Our tour across Europe on Selling Off the Farm Corporate Meat’s Takeover Through TTIP and its links to the EU-Canada Comprehensive Economic and Trade Agreement (CETA) launched on November 29 at the European Parliament. IATP’s Senior Advisor, Sharon Treat, Waldemar Fortuna from the Polish organization, IGO and I met with several members of the European Parliament (MEPs), including coordinators of different political parties that will decide CETAs fate in early February.
In the last two years, there has been an unprecedented awakening by ordinary citizens across Europe about the damage that free trade agreements do to policy making in the public interest. People have begun to understand that treaties, such as CETA and the Transatlantic Trade and Investment Partnership (TTIP), give transnational corporations even more power to expand and consolidate than they already possess. Many citizens have begun to challenge key elements of these agreements—such as the provisions that allow these corporations to sue governments for enacting public policies that might dampen their profits.
We set out to highlight key concerns that our research revealed about how agreements such as TTIP (and CETA) undermine their jobs as Parliamentarians, particularly when it comes to issues Europeans really care about like cloning, GMOs, and how meat is produced and processed. It became evident quite quickly that while many agreed or hesitatingly admitted that perhaps TTIP went too far in that realm, they were more than relieved to be able to say that CETA was no problem at all.
While politics in many of their countries involves serious crises in the agriculture sector—crashing dairy prices, rising input costs, a struggling beef production sector, the phasing out of small family farms—many of them believed that the competition with Canada would be beneficial to European farmers. Some Eastern European MEPs felt that joining the EU had transformed their economies in a positive direction, so certainly further opening up to free trade deals with industrialized countries will also be beneficial.
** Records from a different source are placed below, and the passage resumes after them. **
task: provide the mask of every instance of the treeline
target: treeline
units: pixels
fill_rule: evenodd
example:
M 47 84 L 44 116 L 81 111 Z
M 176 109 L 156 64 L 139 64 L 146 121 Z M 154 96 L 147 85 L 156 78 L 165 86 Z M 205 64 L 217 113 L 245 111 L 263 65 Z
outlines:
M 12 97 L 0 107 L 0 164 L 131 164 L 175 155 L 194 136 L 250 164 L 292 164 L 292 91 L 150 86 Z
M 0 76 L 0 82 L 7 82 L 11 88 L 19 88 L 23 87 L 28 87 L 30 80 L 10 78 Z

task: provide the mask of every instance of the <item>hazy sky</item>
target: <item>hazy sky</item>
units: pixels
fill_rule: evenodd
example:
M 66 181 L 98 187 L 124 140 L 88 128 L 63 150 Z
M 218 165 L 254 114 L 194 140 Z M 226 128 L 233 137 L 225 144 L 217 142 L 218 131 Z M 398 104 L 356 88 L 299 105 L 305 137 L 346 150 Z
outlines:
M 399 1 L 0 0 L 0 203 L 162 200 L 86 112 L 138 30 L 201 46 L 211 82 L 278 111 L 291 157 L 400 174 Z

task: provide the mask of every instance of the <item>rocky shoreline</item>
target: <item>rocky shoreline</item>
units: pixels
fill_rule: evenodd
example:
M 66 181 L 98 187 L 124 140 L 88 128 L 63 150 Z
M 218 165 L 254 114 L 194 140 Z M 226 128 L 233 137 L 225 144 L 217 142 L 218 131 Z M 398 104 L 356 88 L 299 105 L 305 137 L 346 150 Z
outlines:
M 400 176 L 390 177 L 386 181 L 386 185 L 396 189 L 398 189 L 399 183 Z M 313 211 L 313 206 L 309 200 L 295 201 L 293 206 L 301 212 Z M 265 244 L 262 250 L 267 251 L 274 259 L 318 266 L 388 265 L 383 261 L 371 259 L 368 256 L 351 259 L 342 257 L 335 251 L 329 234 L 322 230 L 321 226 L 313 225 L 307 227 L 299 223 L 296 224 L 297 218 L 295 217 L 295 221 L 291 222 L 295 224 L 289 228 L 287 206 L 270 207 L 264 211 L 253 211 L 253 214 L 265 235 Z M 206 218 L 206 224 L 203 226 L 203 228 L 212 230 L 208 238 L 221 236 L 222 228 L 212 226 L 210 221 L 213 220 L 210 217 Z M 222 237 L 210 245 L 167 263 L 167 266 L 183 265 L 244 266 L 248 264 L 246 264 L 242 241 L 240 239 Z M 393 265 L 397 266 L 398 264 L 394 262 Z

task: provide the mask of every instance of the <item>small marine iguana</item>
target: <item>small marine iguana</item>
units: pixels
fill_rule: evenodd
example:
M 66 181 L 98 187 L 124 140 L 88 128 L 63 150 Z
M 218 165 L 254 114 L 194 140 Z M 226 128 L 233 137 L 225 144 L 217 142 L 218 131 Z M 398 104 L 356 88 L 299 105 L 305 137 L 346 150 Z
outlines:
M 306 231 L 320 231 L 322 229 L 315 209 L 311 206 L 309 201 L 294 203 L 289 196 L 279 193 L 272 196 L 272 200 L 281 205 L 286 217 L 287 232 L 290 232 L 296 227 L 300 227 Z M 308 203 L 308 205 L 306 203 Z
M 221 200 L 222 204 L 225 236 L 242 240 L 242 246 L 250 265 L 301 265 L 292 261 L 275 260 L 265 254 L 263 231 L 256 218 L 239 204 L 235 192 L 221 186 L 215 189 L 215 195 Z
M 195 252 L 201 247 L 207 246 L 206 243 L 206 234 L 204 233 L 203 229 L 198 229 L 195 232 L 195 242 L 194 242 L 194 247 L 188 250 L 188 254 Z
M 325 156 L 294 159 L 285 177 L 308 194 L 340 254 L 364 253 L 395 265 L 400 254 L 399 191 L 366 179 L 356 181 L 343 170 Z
Never mind that CETA contains many of the same provisions that TTIP would, or that the Canadian meat market is not really “Canadian,” but rather North American. One of the clear outcomes of the North American Free Trade Agreement (NAFTA) has been the integration of the North American meat and feed industries. As a result, the meat industry can shuttle animals between the U.S., Mexico and Canada to cut costs of production and still market products as made in Canada or the U.S. That is until the U.S. implemented Country of Origin Labeling (COOL) for meat that required processors to state where the animal was born, raised and slaughtered. Ironically, Canada and Mexico, on behalf of the North American Meat Industry, put an end to this much desired consumer demand. They brought a challenge to the World Trade Organization, complaining that the U.S. law goes against free trade, and they won. The congressional lackeys of the meat industry in the U.S. were only too happy to repeal the law.
The European Parliamentarians have failed to understand this dynamic, that a free trade deal with Canada on agriculture, particularly meat, is also a deal with the United States—because these companies are neither American or Canadian. They are both. And what this means is that CETA, like TTIP, will hasten a very different agriculture system than what most European farmers and consumers want.
JBS and Cargill together control 90 percent of beef processing in Canada. And perhaps by 2019, JBS will be headquartered in Ireland. It is the world’s largest meat processor and also one that has aggressively bought out major brands in the U.S. and worldwide. Though currently headquartered in Brazil, having received substantial support from Brazil’s national development bank BNDS to become a “national champion,” the company had plans to move to Ireland this year, but BNDS shot this down recently. However, JBS’s shareholder agreement with BNDS ends in 2019 after which the company would be free to relocate to Europe.
The disconnect between these Parliamentarians and the voters they represent couldn’t be more stark—and I was reminded of Donald Trump’s election as President. How badly the Democrats had miscalculated the disenfranchisement of Americans from their democracy, how angry they are at corporate control of that country—that they are willing to elect someone, even a corporate tycoon, who says that he will end corporate control, create jobs and end free trade deals that hurt American citizens. I am afraid for the European Parliament and for the European Project, because as long as they continue to ignore the protests and petitions and rightful critiques of these free trade deals, they are likely to repeat the same mistake that has, in part, led to Brexit and Trump.